World's Largest Coffeepot
Along the Lincoln Highway, amid curvie roads and Brake Test vehicles that traverse the hills at 30 mph braking frequently, you'll find another classic Duck - the Bedford Coffeepot. Newly restored, this is another example of the local Travel and Tourism group missing the boat - I saw the pot, went downtown for more info, got confused looks from two of the workers when they realized I wasn't looking for covered bridges. "Well, that's what we're known for, and that's what we promote." "Can you tell me who to talk to instead? Or, who restored the structure? Or, who built it in the first place?" "No, we really are more interested in promoting the covered bridges - that's what people like..."
So, after purchasing the horrible postcard that they found at the back of the rack (of the pot in its pre-restored state...) I found other resources. Outside of the carefully redone structure is an information plaque, explaining mimetic architecture and a brief history of roadside architecture as it relates to one of America's favorite pasttimes - touring around the country. Luckily, the Lincoln Highway people are up on these sorts of things, providing the much appreciated information lacking at the Bedford County Travel and Tourism Office.
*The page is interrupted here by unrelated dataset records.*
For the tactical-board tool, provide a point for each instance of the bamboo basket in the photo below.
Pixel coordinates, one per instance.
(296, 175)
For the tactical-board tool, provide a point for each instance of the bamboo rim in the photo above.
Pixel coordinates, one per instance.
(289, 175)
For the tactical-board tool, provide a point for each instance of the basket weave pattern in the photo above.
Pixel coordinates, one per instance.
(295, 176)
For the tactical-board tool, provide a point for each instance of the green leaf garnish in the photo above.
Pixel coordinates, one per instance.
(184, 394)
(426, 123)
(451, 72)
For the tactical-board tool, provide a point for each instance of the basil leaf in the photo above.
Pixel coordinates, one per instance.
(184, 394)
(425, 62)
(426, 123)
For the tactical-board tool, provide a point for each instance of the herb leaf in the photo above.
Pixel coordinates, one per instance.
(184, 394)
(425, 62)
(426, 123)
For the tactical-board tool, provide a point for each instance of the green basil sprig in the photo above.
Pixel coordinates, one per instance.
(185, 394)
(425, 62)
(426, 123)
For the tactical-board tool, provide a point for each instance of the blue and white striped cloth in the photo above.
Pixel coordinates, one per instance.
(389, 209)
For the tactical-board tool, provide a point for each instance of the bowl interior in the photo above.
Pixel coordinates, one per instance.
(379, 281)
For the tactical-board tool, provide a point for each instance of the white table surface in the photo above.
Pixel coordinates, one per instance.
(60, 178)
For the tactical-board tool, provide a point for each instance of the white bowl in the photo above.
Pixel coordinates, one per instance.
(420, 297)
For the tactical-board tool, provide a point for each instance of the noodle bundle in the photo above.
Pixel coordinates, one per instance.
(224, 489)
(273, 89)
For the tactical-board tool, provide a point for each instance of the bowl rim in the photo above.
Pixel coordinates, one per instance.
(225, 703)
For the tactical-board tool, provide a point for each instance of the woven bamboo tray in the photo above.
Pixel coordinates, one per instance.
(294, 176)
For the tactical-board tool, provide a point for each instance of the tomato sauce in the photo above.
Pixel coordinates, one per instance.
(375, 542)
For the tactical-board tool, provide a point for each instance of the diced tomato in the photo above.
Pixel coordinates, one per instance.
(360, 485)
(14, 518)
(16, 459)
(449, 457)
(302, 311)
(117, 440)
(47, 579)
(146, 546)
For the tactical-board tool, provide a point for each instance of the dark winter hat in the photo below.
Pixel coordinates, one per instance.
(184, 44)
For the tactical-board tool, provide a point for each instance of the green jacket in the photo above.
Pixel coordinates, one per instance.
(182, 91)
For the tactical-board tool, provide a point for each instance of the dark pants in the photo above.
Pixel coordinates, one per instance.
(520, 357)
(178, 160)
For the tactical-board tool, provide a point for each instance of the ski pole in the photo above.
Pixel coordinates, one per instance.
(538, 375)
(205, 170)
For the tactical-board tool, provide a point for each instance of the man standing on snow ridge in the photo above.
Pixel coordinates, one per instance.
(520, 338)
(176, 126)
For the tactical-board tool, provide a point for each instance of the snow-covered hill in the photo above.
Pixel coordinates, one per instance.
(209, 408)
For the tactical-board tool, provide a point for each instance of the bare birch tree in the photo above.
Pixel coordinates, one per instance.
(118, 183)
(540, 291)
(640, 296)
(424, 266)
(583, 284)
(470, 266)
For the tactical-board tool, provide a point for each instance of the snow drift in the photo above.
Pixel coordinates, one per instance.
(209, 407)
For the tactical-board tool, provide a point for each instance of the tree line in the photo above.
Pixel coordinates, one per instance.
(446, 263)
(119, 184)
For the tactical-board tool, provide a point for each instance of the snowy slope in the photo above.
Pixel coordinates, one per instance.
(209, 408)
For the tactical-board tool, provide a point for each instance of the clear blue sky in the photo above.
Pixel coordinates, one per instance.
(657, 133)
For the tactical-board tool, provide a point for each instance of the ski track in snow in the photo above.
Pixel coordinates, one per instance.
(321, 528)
World's Largest Coffeepot Stats
Built originally in 1927, two-story wood and stucco structure. David B. Koontz built is as a roadside lunch stand on US 30, the only paved road running coast-to-coast. 24 feet in diameter, covered originally with sheet metal. Two stories, operated as lunch stand, then a bar until its decline.
Originally one of almost 20, there are now only 5 in the area.
Saved in 2003 by the Lincoln Highway Heritage Corridor, who hired architect Mike Eversmeyer to oversee the move across the street to the Bedford County Fairgrounds, the new owners.